No prédio tinha uma mulher, loira, bonita, meia idade, solteirona, que levava a serio essa coisa de amor incondicional pelos animais. Ela tinha uns três ou quatro cachorros e mais uns gatos. Um deles, o Spike, era um vira-latas, sujo, cheio de feridas e manco. Quando pegava o elevador junto com ela, sempre ouvia a pergunta: “Como vai a Lully?”; geralmente nesse momento lembrava que tinha esquecido de dar comida ou água para o cachorro e respondia “vai bem”, torcendo no meu íntimo pra que o cão lembrasse de procurar água na privada.
Spike ficava me olhando no elevador. Ele não tinha um olho; catarata, acho.
– Ele vai morrer, eu sinto isso, ela dizia fazendo carinho nas orelhas dele. Eu balançava a cabeça em sinal de luto, mas por dentro pensava: “É obvio que esse cão sarnento vai morrer, é só olhar pra ele, não precisa sentir nada”.
Térreo; ela saia arrastando o cachorro em direção ao parque. “Tchau, manda um beijo pra Lully, vamos Spike!”
Sempre achei uma grande abstração essa coisa maluca de animais de estimação. Onde as pessoas estão com a cabeça? Gastar fortunas para “cuidar” de bichinho? A gente não sabe nem cuidar de nós mesmo! Se nunca tivessemos tirados eles do mato eles estariam lá correndo, caçando, vivendo, se divertindo.

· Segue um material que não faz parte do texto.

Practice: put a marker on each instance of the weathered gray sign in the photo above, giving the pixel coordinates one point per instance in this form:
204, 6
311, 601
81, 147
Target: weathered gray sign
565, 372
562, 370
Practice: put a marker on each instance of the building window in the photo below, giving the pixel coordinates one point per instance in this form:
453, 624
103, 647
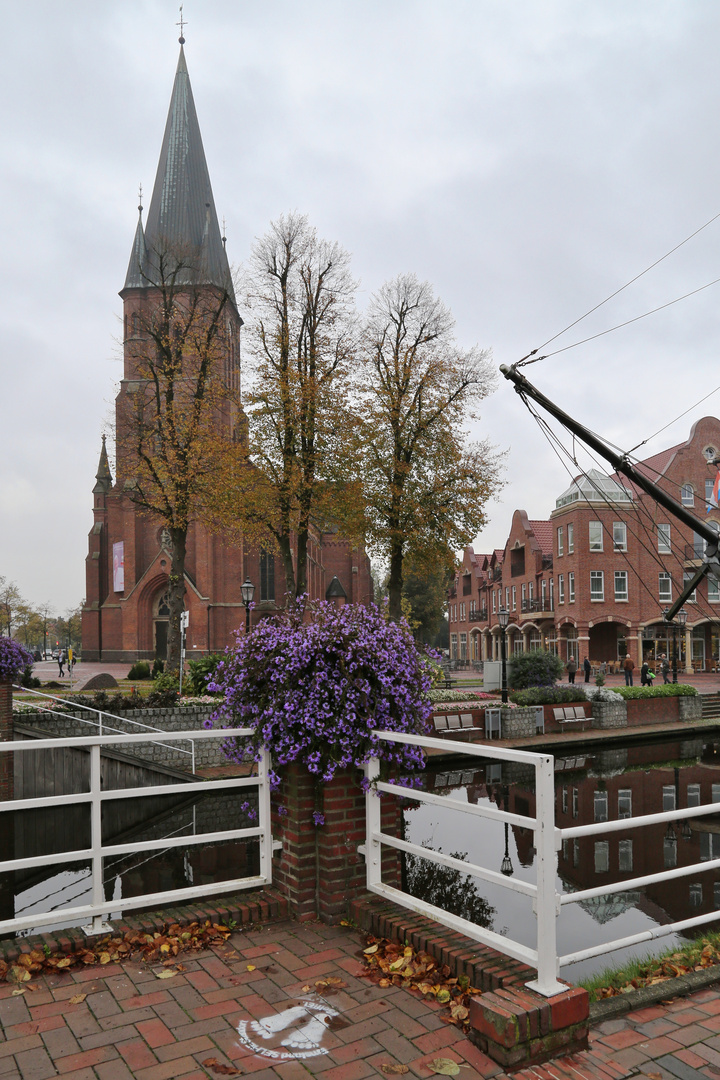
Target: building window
597, 585
665, 588
601, 856
625, 856
669, 852
267, 575
687, 577
595, 534
619, 536
664, 539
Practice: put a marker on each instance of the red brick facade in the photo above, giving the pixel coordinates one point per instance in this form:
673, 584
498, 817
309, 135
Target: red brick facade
594, 579
127, 620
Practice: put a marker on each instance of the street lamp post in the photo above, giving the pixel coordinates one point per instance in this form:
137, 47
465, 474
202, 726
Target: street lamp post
503, 618
247, 592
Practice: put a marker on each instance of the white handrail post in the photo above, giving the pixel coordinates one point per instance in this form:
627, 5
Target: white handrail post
96, 835
546, 904
374, 824
265, 821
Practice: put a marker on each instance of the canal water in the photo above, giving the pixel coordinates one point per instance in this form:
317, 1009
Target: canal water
595, 784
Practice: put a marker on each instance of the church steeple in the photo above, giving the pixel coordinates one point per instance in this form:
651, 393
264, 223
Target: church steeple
104, 476
181, 218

Agora, na melhor das hipóteses, vivem em cubículos de concreto, comendo todo dia a mesma comida, usando coleiras, sendo entupidos com vermíforos e vacinas. Aí damos uma voltinha com eles no parque, fazemos um carinho e ficamos tão felizes porque nos abanam o rabinho.
Alguns até tentam fazê-los falar! E não duvido que comecem mesmo a falar qualquer dia. Costumava sair com uma garota que deixava o cachorro o dia inteiro vendo TV. Dizia que se desligasse ele ficava irritado. Irritado? Um cachorro viciado em novela? Não vou me admirar se um dia ela chegar em casa e ele estiver cantando o jingle da propaganda de creme dental.
É assim que gostamos da natureza, querendo fazer com que ela seja igual a gente, sempre adaptando conforme a nossas necessidades. Gostamos de árvores no meio de shoppings, de cascatas artificiais em mansões, de cães com gravatinhas, de macacos que tocam gaita. A gente é assim! Perdemos o contato com o natural, nos falta algo, temos carências… mas nada que um shampoo de cupuaçu e um cãozinho alegre não possam resolver.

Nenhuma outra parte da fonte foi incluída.